From bbaed18e9b681ce9cf26ffa6a5d5292f5cb219b7 Mon Sep 17 00:00:00 2001
From: Alistair Coles <alistairncoles@gmail.com>
Date: Thu, 15 Jul 2021 18:08:01 +0100
Subject: [PATCH] diskfile: don't remove recently written non-durables

DiskFileManager will remove any stale files during
cleanup_ondisk_files(): these include tombstones and nondurable EC
data fragments whose timestamps are older than reclaim_age. It can
usually be safely assumed that a non-durable data fragment older than
reclaim_age is not going to become durable. However, if an agent PUTs
objects with specified older X-Timestamps (for example the reconciler
or container-sync) then there is a window of time during which the
object server has written an old non-durable data file but has not yet
committed it to make it durable.

Previously, if another process (for example the reconstructor) called
cleanup_ondisk_files during this window then the non-durable data file
would be removed. The subsequent attempt to commit the data file would
then result in a traceback due to there no longer being a data file to
rename, and of course the data file is lost.

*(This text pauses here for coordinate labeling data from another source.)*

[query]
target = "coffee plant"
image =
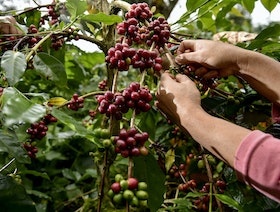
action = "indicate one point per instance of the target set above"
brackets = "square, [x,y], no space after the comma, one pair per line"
[79,130]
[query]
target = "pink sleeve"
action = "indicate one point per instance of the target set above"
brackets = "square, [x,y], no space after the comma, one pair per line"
[275,113]
[257,163]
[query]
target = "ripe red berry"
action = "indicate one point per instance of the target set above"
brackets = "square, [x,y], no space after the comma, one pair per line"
[116,187]
[132,183]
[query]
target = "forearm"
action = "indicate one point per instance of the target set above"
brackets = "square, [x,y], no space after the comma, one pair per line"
[218,136]
[262,73]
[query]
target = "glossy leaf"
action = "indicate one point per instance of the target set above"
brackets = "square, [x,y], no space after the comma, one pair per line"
[169,158]
[73,125]
[193,5]
[269,32]
[249,5]
[50,68]
[103,18]
[13,65]
[13,196]
[269,4]
[147,169]
[57,101]
[10,143]
[18,109]
[76,7]
[229,201]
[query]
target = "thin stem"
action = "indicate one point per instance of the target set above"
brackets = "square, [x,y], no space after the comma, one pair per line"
[102,183]
[34,49]
[210,177]
[9,163]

This patch modifies cleanup_ondisk_files to not remove old, otherwise
stale, non-durable data files that were only written to disk in the
preceding 'commit_window' seconds. 'commit_window' is configurable for
the object server and defaults to 60.0 seconds.

Closes-Bug: #1936508
Related-Change: I0d519ebaaade35249fb7b17bd5f419ffdaa616c0
Change-Id: I5f3318a44af64b77a63713e6ff8d0fd3b6144f13
---
 doc/manpages/object-server.conf.5          |   4 +
 doc/source/config/object_server_config.rst |  12 ++
 etc/object-server.conf-sample              |   7 +
 swift/obj/diskfile.py                      |  18 ++-
 test/unit/obj/test_diskfile.py             |  80 ++++++++++-
 test/unit/obj/test_reconstructor.py        | 148 ++++++++++++++++++++-
 6 files changed, 260 insertions(+), 9 deletions(-)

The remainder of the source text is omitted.